On April 22, 2016, the CEO of the Caisse de Dépot et de Placement du Québec Michael Sabia and Montreal mayor Denis Coderre announced a massive transit project called Réseau express métropolitain, slated to open between 2023 and 2027. This planned rapid transit network will connect the Trudeau Airport to Montreal Central Station in Downtown Montréal, the North Shore, the South Shore and the West Island. It will run from 5.30am to 1am, 7 days a week. Construction began in April 2018 and will connect Trudeau Airport with downtown by the end of 2027.
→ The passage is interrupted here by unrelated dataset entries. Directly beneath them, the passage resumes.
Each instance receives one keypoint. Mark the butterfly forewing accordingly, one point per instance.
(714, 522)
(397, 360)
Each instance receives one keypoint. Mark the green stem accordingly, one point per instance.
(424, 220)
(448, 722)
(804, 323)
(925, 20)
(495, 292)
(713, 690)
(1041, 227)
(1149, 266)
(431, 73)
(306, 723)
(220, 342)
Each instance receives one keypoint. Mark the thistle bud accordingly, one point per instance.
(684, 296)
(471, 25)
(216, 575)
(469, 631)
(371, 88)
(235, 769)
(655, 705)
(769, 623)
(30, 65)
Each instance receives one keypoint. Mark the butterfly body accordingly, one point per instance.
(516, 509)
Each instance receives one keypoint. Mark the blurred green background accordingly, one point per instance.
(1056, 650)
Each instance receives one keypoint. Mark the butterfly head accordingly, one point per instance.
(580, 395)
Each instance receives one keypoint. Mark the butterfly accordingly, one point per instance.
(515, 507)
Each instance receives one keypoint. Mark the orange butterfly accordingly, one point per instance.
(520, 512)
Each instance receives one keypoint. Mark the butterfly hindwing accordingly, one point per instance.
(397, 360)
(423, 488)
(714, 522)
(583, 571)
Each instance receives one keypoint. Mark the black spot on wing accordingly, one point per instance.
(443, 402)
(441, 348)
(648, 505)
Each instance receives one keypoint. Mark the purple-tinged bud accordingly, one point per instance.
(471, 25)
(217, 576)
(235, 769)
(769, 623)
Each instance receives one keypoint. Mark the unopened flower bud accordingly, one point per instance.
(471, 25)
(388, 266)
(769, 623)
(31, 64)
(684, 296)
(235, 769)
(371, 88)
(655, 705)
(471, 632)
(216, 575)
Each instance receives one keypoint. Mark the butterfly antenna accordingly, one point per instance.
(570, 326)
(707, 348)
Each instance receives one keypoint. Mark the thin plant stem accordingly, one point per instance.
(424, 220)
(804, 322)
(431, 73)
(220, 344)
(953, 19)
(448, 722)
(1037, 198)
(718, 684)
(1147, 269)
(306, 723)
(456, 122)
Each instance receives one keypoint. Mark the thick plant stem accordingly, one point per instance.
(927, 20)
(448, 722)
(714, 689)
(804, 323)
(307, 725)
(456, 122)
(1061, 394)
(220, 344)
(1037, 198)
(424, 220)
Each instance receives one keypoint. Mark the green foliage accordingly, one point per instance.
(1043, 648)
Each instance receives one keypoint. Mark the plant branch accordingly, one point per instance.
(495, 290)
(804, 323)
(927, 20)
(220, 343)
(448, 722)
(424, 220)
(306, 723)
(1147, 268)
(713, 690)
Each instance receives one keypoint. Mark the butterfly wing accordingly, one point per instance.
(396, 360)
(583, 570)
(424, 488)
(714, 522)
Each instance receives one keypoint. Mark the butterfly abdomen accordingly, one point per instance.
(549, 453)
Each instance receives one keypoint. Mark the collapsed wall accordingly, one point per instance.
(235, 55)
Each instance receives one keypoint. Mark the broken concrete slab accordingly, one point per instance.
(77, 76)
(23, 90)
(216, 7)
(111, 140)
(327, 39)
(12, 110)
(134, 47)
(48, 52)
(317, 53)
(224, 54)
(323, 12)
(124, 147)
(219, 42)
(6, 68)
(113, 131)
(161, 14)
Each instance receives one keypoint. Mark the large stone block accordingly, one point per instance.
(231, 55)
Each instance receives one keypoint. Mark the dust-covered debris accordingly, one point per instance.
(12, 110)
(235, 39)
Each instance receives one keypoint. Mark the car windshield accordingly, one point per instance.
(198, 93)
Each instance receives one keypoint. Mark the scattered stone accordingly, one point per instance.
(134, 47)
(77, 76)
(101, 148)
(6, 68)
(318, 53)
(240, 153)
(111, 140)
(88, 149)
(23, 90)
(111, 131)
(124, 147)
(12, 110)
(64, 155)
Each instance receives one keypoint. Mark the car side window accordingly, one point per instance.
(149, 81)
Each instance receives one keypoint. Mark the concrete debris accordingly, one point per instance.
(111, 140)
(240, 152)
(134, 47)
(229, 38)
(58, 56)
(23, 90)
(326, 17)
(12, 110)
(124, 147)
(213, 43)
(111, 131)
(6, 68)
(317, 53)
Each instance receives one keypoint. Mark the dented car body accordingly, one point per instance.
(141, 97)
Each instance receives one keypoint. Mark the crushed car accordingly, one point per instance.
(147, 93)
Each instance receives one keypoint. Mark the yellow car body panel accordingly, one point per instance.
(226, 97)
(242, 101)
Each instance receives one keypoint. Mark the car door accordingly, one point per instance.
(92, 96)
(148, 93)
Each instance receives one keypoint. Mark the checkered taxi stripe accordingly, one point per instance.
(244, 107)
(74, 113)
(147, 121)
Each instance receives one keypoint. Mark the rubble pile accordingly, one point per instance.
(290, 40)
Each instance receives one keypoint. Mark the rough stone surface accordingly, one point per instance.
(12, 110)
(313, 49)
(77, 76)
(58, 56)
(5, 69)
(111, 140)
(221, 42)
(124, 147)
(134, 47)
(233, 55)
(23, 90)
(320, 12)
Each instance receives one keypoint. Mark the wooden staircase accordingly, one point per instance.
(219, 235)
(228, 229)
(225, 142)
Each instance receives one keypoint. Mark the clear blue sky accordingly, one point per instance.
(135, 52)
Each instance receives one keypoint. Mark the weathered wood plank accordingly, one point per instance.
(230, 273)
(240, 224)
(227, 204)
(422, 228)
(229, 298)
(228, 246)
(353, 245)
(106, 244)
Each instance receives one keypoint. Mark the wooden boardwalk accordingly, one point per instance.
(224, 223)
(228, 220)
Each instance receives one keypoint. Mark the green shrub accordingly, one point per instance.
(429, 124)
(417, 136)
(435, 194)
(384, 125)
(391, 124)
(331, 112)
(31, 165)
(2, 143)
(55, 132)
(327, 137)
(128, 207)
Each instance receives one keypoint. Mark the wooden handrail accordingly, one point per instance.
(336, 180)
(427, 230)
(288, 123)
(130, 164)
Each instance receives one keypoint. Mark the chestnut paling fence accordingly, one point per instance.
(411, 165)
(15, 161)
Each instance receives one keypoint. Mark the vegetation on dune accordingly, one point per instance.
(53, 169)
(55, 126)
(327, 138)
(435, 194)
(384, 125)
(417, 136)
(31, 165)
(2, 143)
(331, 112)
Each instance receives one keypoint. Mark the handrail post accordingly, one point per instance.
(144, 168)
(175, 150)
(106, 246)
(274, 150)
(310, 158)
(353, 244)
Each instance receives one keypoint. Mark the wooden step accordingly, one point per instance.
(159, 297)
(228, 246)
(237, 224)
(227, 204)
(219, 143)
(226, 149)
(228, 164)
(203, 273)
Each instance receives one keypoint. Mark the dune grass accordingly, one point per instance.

==Incidents and accidents==

- November 29, 1963 – Trans-Canada Air Lines Flight 831 crashed shortly after departure for Toronto International Airport, killing all 118 people on board the Douglas DC-8 jet.
- On June 18, 1998, Propair Flight 420 suffered from brake dragging on departure from Trudeau Airport (then known as Montreal Dorval Airport). This heated up the wheel brakes of the Fairchild Metroliner, which eventually became lit by hydraulic fluid, starting a fire in the left wing. The aircraft attempted to divert to Mirabel International Airport. However, the left wing suffered a structural failure due to the extreme flames, and the aircraft rolled and hit the ground upside down, killing all 11 people on the flight.
- On August 24, 2026, a ground worker was killed after they were struck on the tarmac by a French Bee Airbus A350 preparing for a flight to Paris. Passengers on board witnessed the incident the incident via cameras on the aircraft.

==Tenants==

Jet Fuel A, A-1 and 100LL are available from various FBOs at Dorval.